O treino

Ontem, quando estava olhando a planilha de treino para me entender melhor com ela, percebi que estava testando na pele uma das máximas do Kilian Jornet, de que volume se deve considerar sempre por semana e não por dia. 

Nessa minha caminhada até os 140K, o meu maior longão de todos será de 50K – bem menos, proporcionalmente, do que usei para treinar para os 100K da Indomit, os 90 de Comrades ou qualquer outra prova. Suicídio? 

Não minto que um certo medo da programação já começa a subir à espinha. 

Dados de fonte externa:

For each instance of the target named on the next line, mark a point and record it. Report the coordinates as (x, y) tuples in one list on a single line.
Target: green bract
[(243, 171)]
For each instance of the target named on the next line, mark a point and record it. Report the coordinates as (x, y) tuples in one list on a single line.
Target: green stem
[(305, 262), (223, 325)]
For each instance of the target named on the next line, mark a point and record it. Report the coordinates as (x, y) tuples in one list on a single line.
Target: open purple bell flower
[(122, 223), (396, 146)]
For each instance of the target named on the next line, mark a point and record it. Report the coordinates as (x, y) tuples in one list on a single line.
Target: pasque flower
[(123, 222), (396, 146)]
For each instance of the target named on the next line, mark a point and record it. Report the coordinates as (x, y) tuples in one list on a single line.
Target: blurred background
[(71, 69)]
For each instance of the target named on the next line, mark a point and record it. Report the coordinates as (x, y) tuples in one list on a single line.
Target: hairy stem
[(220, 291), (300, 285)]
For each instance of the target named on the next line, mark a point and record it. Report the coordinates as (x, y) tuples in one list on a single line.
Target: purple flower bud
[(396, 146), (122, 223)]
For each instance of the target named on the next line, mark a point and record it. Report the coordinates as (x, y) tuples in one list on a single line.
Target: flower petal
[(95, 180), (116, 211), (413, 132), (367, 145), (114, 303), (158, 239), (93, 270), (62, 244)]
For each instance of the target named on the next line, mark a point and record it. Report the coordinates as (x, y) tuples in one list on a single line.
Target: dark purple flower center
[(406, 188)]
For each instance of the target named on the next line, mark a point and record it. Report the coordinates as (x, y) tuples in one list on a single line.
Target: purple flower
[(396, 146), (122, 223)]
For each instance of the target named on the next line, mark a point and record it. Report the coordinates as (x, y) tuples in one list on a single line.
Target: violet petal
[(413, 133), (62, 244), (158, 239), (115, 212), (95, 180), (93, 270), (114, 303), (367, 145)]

Por outro lado, nunca tive tanto volume concentrado quanto agora. Semanas com mais de 100K são rotina, assim como correr pelo menos uma maratona a cada 7 dias seguida de 10 milhas ou de uma meia. E não nego: estou, hoje, muito mais forte do que no começo do treino, há alguns meses. 

É aqui que entra a questão: confiar no corpo, que está deixando claro que está mais preparado do que jamais esteve, ou na mente, que começa a questionar com algum atraso todo o modelo colocado em prática? 

O problema da escolha entre a confiança e o medo é que ela não é (e nem nunca será) racional, consciente. Será uma dúvida que me acompanhará a cada quilômetro empoeirado do sertão mineiro no dia 19 – e será um desafio a mais a ser enfrentado. 

Ultras para distâncias desconhecidas são assim mesmo: o desafio maior reside justamente nas suas interrogações.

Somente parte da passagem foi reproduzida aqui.